– Но мне же больно поначалу. Разслаблению так и не выучилась. Да и грешны сладострастные осязания, ей-Богу…
– Пламенный мой Пушкин, да, а что такое пламень во мне – неведомо. Пламень! Право, он преувеличивает. Разница в росте все же не столь удобна в постеле.
Да полно, обо мне ли? Не об А. К. ли?
Признаться, друг мой, я обожаю Царское Село, мужа и весьма довольна своею жизнью. Здесь спокойнее и приятнее, чем в Москве. Мы не держим экипажа и гуляем. Я занимаюсь домашними делами, пишу письма, вышиваю, читаю. Александр сочиняет. Если бы не история с трехдневным его отсутствием, когда он разговорился с дворцовыми ламповщиками и добрался с ними до Петербурга, забыв обо мне, то наша жизнь здесь есть идиллия, если сравнивать с моим пребыванием в Маминькином доме. Хотя и Александр весьма раздражителен! Но незабвенная мисс Томпсон так учила меня: count your blessings.
Писала ли я Вам, божественная N., о том, что с начала июля наша тихая идиллия в Царском оказалась потревоженной. Из-за карантина сюда переехали Их Величества со двором. Я не могла уже спокойно прогуливаться по саду. Знакомая фрейлина сообщила мне, что Их Величества желали узнать час, в который я прогуливаюсь, чтобы меня встретить. Я была в смущении, поэтому стала было выбирать уединенные места для прогулок.

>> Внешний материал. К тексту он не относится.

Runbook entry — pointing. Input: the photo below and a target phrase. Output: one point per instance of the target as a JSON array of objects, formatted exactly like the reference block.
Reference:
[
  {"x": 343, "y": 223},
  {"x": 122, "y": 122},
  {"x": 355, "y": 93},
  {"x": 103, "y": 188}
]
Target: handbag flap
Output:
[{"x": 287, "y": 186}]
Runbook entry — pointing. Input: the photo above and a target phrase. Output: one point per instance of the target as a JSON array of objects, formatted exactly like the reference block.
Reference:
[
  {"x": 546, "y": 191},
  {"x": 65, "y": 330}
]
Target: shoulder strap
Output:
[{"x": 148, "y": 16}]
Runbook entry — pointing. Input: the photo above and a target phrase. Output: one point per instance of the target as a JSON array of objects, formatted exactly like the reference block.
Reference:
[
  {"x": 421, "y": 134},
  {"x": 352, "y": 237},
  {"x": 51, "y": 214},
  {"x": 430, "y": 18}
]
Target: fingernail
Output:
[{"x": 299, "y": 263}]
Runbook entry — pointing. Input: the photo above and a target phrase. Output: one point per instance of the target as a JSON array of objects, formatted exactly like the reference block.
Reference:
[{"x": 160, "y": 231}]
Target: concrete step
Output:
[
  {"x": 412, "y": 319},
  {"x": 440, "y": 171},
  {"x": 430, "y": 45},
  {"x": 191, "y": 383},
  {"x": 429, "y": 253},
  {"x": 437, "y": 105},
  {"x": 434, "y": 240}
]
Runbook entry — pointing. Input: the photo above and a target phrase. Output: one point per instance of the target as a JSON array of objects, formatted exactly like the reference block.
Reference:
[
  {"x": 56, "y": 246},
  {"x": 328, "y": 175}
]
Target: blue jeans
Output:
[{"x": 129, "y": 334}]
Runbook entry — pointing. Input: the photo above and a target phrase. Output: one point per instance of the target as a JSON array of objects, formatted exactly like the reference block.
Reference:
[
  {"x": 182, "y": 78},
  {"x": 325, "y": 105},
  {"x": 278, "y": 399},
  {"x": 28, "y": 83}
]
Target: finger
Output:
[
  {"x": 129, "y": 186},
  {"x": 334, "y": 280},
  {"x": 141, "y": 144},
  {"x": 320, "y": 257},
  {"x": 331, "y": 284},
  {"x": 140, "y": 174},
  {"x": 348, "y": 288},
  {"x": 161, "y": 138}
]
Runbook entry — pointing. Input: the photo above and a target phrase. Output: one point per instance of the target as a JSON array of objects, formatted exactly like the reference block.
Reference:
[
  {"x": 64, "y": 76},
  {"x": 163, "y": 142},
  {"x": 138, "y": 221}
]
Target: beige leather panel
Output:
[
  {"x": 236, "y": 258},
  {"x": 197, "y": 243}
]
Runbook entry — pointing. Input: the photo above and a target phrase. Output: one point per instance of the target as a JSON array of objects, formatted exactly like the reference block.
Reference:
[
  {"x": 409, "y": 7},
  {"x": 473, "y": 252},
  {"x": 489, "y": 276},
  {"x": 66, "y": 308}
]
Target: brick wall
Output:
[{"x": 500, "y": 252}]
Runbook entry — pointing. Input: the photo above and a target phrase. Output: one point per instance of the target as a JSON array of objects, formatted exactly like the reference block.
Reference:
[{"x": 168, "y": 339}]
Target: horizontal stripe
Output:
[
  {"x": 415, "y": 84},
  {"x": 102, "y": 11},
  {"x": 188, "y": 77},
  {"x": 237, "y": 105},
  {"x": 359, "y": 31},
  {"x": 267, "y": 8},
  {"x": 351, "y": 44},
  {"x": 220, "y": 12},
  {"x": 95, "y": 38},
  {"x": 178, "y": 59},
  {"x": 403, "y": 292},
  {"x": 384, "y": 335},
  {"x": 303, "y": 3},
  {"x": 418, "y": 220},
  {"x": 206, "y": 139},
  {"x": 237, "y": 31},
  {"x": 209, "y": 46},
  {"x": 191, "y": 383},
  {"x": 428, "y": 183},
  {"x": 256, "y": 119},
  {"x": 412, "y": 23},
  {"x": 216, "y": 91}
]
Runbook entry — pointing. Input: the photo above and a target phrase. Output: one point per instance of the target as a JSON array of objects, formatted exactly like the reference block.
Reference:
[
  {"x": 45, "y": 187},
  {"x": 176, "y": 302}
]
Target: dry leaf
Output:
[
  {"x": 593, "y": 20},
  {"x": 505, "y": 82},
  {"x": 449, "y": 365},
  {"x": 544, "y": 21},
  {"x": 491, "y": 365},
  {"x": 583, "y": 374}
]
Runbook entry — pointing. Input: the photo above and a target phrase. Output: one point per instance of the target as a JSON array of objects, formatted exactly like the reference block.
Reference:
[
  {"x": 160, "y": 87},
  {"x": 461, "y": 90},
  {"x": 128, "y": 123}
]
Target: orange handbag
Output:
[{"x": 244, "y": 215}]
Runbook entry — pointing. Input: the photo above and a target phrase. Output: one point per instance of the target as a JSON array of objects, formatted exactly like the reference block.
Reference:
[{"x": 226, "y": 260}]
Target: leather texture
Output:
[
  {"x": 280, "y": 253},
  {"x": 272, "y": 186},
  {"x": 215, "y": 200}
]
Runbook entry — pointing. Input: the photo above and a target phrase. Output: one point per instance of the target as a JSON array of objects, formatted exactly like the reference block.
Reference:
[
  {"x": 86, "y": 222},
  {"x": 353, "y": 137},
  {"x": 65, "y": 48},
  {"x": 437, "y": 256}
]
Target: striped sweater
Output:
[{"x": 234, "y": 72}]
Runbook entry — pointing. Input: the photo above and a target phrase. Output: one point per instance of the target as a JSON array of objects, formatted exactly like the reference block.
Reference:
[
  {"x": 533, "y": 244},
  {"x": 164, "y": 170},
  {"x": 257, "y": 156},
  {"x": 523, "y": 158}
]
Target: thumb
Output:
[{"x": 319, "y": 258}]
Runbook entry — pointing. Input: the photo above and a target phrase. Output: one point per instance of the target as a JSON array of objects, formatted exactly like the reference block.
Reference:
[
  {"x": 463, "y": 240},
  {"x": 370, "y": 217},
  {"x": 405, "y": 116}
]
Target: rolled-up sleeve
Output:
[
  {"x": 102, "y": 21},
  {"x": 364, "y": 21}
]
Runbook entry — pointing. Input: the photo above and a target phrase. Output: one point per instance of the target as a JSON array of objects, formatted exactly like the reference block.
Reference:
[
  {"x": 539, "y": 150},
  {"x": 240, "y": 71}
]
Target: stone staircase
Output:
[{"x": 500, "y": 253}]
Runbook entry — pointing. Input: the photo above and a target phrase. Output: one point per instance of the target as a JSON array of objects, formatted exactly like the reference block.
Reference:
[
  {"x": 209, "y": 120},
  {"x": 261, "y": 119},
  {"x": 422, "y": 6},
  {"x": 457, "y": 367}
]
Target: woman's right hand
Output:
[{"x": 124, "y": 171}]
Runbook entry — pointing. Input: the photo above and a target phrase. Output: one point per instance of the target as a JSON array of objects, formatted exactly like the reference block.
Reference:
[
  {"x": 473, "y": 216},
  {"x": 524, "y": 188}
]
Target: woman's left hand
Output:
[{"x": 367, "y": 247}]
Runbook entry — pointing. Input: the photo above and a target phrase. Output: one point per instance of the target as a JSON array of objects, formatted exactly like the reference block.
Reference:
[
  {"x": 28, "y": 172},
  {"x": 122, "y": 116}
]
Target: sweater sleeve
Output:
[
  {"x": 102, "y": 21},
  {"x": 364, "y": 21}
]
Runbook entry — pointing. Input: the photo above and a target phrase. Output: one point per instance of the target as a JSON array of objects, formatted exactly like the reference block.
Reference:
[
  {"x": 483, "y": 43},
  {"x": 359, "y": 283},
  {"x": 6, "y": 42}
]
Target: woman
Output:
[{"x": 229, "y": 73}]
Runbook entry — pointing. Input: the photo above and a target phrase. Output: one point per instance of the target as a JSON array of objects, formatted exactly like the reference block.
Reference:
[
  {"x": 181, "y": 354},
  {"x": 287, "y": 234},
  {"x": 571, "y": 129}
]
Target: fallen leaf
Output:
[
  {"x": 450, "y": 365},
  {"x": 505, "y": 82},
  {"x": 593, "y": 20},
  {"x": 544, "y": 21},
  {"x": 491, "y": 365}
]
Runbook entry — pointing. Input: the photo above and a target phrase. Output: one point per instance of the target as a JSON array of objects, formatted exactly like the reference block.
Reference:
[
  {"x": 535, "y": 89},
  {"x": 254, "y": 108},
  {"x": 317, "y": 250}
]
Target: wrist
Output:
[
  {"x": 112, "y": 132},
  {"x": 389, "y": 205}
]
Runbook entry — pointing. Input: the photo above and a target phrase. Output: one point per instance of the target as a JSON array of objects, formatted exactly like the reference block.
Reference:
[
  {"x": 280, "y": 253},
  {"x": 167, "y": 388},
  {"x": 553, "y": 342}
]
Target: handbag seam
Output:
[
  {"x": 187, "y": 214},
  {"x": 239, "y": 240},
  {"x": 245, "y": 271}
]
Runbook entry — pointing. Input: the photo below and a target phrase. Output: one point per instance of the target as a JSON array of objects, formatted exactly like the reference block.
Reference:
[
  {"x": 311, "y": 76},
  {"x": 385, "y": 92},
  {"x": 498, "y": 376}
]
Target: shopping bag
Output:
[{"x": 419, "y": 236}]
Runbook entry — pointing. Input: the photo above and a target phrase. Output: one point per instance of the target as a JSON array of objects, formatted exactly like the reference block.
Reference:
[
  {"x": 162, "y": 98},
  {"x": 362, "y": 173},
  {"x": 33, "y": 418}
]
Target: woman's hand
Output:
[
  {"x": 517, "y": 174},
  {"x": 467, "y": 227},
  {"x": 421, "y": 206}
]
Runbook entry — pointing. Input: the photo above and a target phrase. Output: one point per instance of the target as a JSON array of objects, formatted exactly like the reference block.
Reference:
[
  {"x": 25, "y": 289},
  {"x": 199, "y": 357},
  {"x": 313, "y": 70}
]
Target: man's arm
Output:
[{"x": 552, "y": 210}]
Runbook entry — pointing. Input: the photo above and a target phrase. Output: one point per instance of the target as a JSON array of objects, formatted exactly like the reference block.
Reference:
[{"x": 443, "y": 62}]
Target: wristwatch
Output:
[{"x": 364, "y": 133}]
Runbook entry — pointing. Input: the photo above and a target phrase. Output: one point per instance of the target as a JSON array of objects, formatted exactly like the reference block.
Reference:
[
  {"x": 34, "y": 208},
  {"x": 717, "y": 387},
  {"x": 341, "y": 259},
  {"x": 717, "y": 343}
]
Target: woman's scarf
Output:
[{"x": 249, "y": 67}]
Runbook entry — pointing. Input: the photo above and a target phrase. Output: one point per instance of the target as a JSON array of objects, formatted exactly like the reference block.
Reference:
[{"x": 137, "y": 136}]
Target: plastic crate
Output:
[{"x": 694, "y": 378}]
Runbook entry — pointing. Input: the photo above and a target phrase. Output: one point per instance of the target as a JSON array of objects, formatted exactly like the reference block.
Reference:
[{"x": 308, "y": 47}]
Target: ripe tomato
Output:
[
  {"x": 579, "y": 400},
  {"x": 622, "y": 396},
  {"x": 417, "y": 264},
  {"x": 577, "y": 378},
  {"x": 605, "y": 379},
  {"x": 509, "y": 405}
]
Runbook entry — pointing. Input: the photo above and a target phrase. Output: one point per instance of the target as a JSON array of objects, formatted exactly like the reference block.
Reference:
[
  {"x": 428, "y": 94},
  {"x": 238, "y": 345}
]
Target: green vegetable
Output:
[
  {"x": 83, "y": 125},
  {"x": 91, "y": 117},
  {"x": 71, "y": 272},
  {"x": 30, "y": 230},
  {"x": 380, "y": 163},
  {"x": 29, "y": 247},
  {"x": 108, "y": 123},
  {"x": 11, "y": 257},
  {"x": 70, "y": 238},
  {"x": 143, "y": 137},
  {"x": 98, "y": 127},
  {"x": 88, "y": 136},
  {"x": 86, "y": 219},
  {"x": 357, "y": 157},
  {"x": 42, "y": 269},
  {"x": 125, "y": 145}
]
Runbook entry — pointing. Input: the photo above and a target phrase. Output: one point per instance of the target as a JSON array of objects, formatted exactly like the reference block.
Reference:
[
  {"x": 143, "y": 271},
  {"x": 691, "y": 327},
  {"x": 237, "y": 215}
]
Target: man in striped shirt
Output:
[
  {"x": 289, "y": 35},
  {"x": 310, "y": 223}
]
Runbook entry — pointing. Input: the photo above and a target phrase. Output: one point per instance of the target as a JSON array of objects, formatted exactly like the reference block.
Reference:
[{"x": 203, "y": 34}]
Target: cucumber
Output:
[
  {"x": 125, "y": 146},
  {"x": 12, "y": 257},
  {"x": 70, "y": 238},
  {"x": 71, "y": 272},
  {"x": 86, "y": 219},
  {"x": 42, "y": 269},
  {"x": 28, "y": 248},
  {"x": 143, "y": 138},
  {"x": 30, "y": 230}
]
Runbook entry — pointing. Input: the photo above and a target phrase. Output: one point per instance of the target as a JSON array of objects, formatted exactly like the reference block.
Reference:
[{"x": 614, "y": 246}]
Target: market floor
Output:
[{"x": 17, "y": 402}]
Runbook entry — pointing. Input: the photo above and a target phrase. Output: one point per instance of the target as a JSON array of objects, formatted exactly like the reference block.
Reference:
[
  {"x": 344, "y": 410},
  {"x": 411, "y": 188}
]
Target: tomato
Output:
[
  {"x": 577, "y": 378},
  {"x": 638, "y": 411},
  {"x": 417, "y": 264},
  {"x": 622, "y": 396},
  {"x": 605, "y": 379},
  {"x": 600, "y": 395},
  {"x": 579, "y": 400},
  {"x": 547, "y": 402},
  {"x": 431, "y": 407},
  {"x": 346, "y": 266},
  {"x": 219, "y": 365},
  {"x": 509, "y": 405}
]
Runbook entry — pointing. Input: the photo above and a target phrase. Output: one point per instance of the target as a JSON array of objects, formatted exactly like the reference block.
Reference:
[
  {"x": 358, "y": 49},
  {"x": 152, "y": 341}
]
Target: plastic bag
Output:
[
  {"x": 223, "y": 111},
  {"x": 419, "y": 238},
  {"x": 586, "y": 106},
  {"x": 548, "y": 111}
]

Однакожь в конце июля мы с Александром не избежали встречи, и Государыня назначила мне день явиться ко двору.
Вовсе не находила я особой прелести в том, что в Царском Селе стало шумно по переезде двора. Окна нижнего этажа стали мы занавешивать. На дороге у дома то и дело стучали лошадиные подковы. Да и экономии нашей пришел конец, все вздорожало. Его Величество едва ли не нарочно проезжали по нескольку раз мимо наших окон, а на балу спросили меня, отчего у меня всегда шторы опущены. Оттого и опущены, чтобы никто не заглядывал в окна.
Нас посещала фрейлина Россет, когда не дежурила при дворе. Иногда мы вместе шли с ней наверх, к Александру, слушать сказки, кои он сочинял летом. Чаще же она шла к нему одна. При жаре наверху он сиживал в халате без сорочки, а иногда раздевался чуть ли не до наготы. Немудрено было бы застать его там в таком виде. Я посылала узнать, можно ли войти. Сердце мое мучительно трепетало, оттого что они без меня подолгу беседовали.
Как досадно, что с ней ему весело, а со мной он зевает. Я и без того в свете маску равнодушия и холодности надеваю. Из-за его ревности никаких чувств не могу выказать. Как же он этого не разумеет? Но сам он дает более оснований для ревности! Пушкин – мой муж – должен принадлежать одной женщине. Женке своей! Не приходит же мне в голову ревновать Александра к графу Васильеву, который и в четыре поутру навещает Александра, слушает его новые сочинения. Или к Василию Андреевичу Жуковскому. Я люблю приятелей его. В особенности – Нащокина. Он умеет приходить на помощь! Для него я летом вышивала, но шелку не стало и взять его из-за карантина было негде.
Я решила понемногу помогать Александру. Переписывала его черновые записки. Все лето он непрерывно читал стихи, я даже уставала их слушать. Понимает ли он это, когда пишет обо мне:
Да, я вышиваю, думаю о будущих детях, о проказах слуг, на мне дом, право. А он только стихи мне читает или выговаривает, как я должна себя вести. Представляется, что стихи ему дороже меня, и однажды я в порыве даже сказала ему об этом, не сдержавшись, увы, в присутствии знакомой дамы: «Господи, до чего ты надоел мне своими стихами, Пушкин!» Он назвал мои чувства откровенностью малого ребенка. Да-да, я малый ребенок! Мне столь немного довелось бывать с моим отцом. Оттого-то ищу отцовской заботы в муже моем. Неужели он не уразумел, что нужен мне весь, целиком. Он, душа его, а не стихи!